Durante todo este tiempo pascual celebramos las apariciones de nuestro Señor Jesucristo. En todas ellas hay un denominador común: el que ha resucitado es el mismo que fue crucificado. Por tanto, no hay, como pretenden hacernos creer algunos teólogos actuales, un Jesús de la historia y un Cristo de la fe. Uno y otro son uno y el mismo. Y es esta identidad la que cuesta reconocer.
En efecto, ante la presencia del Resucitado la primera reacción de los discípulos es el miedo. Piensan que están viendo un fantasma porque en sus cálculos meramente humanos sólo cabe la lógica de los hechos constantes y sonantes. Por tanto, no puede ser que el mismo que murió en la cruz esté ahora vivo y victorioso delante de ellos.
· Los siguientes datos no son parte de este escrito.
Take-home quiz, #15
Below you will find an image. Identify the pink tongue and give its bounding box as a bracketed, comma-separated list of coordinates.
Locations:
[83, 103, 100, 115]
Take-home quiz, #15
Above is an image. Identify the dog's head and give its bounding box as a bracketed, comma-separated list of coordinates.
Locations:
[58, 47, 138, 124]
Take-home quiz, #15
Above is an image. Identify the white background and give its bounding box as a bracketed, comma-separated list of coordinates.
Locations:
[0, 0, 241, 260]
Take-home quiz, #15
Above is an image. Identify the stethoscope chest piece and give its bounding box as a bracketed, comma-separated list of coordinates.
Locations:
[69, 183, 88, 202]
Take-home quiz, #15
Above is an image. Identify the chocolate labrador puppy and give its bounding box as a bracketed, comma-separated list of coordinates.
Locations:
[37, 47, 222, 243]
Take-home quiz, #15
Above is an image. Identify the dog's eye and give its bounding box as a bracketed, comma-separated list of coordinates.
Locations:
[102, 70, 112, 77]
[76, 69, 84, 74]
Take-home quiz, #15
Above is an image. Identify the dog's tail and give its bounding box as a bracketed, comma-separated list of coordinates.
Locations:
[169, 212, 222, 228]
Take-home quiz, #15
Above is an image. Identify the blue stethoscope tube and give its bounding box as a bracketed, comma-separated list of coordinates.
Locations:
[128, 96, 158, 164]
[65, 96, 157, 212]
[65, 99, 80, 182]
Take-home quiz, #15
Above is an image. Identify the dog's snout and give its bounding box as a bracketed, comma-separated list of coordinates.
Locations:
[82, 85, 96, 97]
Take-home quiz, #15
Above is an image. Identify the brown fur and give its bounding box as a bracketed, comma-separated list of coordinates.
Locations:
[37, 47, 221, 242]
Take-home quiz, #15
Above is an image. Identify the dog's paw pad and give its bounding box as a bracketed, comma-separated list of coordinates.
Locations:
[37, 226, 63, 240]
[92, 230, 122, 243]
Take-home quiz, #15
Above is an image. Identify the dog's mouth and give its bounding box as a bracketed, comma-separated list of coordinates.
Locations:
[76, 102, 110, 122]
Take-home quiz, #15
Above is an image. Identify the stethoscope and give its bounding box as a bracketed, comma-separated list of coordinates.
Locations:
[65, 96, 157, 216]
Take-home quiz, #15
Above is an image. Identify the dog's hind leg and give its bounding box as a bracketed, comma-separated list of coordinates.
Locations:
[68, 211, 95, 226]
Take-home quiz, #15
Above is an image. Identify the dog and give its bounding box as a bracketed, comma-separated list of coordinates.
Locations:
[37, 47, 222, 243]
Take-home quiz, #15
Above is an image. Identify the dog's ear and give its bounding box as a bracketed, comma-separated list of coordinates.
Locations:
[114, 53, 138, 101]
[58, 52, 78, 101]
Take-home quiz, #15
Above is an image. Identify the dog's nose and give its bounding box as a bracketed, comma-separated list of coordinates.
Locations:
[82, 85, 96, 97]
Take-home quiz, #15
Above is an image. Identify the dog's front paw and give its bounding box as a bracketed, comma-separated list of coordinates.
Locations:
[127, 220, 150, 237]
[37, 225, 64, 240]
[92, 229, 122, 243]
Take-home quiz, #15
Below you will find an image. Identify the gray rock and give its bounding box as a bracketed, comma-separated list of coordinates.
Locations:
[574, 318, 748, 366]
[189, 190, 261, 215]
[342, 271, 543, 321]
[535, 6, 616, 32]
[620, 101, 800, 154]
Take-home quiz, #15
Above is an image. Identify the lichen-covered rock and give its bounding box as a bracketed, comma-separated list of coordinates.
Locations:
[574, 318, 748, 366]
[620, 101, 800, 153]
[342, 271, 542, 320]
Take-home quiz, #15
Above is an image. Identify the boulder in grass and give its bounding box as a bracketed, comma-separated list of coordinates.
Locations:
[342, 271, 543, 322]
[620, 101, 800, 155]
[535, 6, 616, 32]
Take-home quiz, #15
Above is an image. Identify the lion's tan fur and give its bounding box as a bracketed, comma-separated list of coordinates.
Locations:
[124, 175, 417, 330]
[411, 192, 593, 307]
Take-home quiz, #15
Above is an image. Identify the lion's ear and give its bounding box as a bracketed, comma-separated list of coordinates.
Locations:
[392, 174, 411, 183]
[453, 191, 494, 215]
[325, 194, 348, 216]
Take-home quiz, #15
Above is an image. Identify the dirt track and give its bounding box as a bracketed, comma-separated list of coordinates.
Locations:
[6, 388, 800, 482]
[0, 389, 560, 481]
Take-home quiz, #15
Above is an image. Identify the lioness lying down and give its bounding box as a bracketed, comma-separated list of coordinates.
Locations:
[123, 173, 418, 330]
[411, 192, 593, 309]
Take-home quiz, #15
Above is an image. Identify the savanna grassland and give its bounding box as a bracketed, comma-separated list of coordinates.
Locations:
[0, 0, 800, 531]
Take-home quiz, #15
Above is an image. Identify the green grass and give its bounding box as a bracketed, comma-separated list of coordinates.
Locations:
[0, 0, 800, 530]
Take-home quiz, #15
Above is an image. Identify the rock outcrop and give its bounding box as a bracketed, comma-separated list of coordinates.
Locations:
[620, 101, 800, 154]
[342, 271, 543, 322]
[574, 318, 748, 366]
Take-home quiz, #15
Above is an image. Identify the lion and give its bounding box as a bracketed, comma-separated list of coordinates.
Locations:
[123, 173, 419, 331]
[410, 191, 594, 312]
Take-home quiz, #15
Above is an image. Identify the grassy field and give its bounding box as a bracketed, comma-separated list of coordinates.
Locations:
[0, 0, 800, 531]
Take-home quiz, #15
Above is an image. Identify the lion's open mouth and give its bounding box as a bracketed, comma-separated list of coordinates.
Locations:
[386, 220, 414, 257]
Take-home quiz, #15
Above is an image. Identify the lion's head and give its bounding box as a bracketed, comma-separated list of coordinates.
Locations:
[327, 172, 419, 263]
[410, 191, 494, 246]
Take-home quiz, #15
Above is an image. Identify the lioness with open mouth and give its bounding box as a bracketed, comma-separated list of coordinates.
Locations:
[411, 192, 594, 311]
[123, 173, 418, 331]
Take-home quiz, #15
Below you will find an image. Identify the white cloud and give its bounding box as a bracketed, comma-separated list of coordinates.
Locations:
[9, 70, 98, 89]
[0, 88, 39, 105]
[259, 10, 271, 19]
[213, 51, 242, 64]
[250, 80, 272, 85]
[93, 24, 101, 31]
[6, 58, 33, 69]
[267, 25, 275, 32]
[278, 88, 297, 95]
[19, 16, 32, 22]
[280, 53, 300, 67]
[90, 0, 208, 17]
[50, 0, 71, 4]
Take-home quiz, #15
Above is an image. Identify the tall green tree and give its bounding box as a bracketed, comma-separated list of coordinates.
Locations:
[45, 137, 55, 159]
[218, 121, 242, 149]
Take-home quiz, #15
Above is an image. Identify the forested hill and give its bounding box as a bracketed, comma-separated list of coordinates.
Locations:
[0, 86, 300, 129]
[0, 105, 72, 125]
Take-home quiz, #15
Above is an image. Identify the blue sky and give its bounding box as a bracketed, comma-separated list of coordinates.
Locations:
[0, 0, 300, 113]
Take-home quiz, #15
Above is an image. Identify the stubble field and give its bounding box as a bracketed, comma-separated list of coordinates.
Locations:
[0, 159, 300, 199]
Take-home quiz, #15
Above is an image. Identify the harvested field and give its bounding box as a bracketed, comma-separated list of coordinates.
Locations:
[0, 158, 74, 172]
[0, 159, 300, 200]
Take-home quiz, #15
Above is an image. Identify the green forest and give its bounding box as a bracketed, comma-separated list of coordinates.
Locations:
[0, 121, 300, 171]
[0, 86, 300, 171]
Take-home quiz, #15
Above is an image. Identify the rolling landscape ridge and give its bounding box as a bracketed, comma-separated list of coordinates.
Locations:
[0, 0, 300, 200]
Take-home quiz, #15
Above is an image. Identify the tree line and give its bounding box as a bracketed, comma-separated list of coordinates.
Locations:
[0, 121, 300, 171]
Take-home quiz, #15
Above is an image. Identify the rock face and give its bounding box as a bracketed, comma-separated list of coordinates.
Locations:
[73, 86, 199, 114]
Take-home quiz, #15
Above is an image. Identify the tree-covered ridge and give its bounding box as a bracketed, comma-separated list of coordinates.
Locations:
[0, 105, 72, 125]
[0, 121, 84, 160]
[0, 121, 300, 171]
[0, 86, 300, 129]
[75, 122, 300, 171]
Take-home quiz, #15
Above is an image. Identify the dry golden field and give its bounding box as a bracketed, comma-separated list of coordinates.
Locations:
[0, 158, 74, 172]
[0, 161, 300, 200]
Este mismo temor de los primeros discípulos es similar a nuestros temores, dudas e incertidumbres de fe y de vida. Son, por así decirlo, nuestras <<noches oscuras del alma>>. Un temor cuyo origen no está tanto en el contenido de nuestra fe, cuanto en la sociedad laicista, materialista y contraria a la fe de Jesucristo que nos rodea. Ante este mundo que ha <<prescindido de Dios>> y, por tanto, actúa <<como si Dios no existiera>>, los creyentes nos sentimos extraños, sin agallas suficientes para convertirlo, sin fuerzas para renovarlo. Y lo que es peor, vencidos por el pesimismo, hemos perdido toda confianza en que tal cambio sea posible. Es como si Cristo fuera para nosotros un fantasma y no un Resucitado, porque nos falta la creencia, la convicción vital de su presencia real, de su divinidad. Él ha vencido el mal. Pasaremos baches, pero todo converge en una historia evolutiva que tiene pleno sentido en Jesucristo, quien no sólo no es un fantasma, sino que es el Señor de la vida.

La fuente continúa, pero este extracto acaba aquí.